Fatwa Tarjih: Adakah Zakat Bagi Pegawai
MUHAMMADIYAH SULSEL, YOGYAKARTA - Fatwa Tarjih memuat pembahasan tentang adakah zakat bagi pegawai. Artikel ini ditulis ulang dari tanya jawab Fatwa Tarjih dengan mempertahankan pokok pertanyaan, dasar jawaban, dan batasan hukum yang disebut dalam sumber.
Pertanyaan
Pertanyaan yang dibahas adalah: Apakah gaji pegawai negeri/swasta sebagai pendapatan, dikenakan zakat? Kalau dikenakan zakat, berapa zakatnya dan batas berapa yang kena zakat? Kalau tidak, adilkah petani, pedagang, peternak saja yang dikena zakat, sedang pegawai pada abad ke-20 ini hidupnya lebih cukup? Terutama para professional seperti dokter, konsultan, akuntan,...
Pokok Jawaban
Pengeluaran boleh akhir tahun, boleh dicicil tiap bulan pada waktu menerima, sebesar 2,5 (dua setengah) persen.
Karena zakat gaji pegawai belum menjadi ketetapan qarar Muktamar Tarjih, maka sesuai dengan penutup buku pedoman itu (Al Amwaal Fil Islam) bagi yang berpendapat tidak sesuai dengan ketentuan ini, anggap saja pengeluaran itu sebagai infaq atau iuran wajib, yang telah diatur Pimpinan Organisasi.
Jumlah yang dikenakan zakat itu kalau gaji setahun dikumpul mencapai harga emas seberat 85 gram murni.
Pertanyan seperti ini pernah ditanyakan dalam SM No.
Dasar dan Pertimbangan
Harta yang diberikan oleh Allah kepada manusia adalah sesuatu kenikmatan dan amanah Allah, perlu disyukuri dan perlu dipenuhi hak-hak dan kewajiban bagi pemiliknya, antaranya kewajiban zakat.

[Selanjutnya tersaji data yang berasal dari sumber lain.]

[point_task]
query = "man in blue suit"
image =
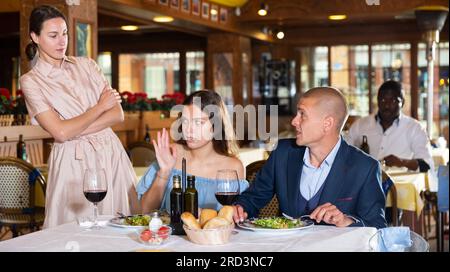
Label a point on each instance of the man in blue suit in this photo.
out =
(318, 173)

Yang dikenai zakat itu semua harta pemberian Allah hasil usaha manusia pada umumnya dan hasil usaha dari hasil bumi, berdasarkan pada pengertian umum ayat 267 ayat Al Baqarah.
Pengeluaran zakat itu didasarkan pada pemenuhan perintah Allah sebagai ibadah, juga untuk membersihkan harta itu dan membersihkan hati pemiliknya, di samping pemerataan pada yang lain, didasarkan antara lain pada ayat 103 surat At Taubah dan ayat 19 surat Adz Dzariyat.
Kesimpulan
Dari uraian tersebut, Fatwa Tarjih menempatkan persoalan adakah zakat bagi pegawai dalam kerangka dalil, praktik ibadah, dan kemaslahatan. Pembaca tetap dianjurkan merujuk naskah sumber untuk melihat redaksi lengkap, riwayat, dan catatan dalil yang menyertainya.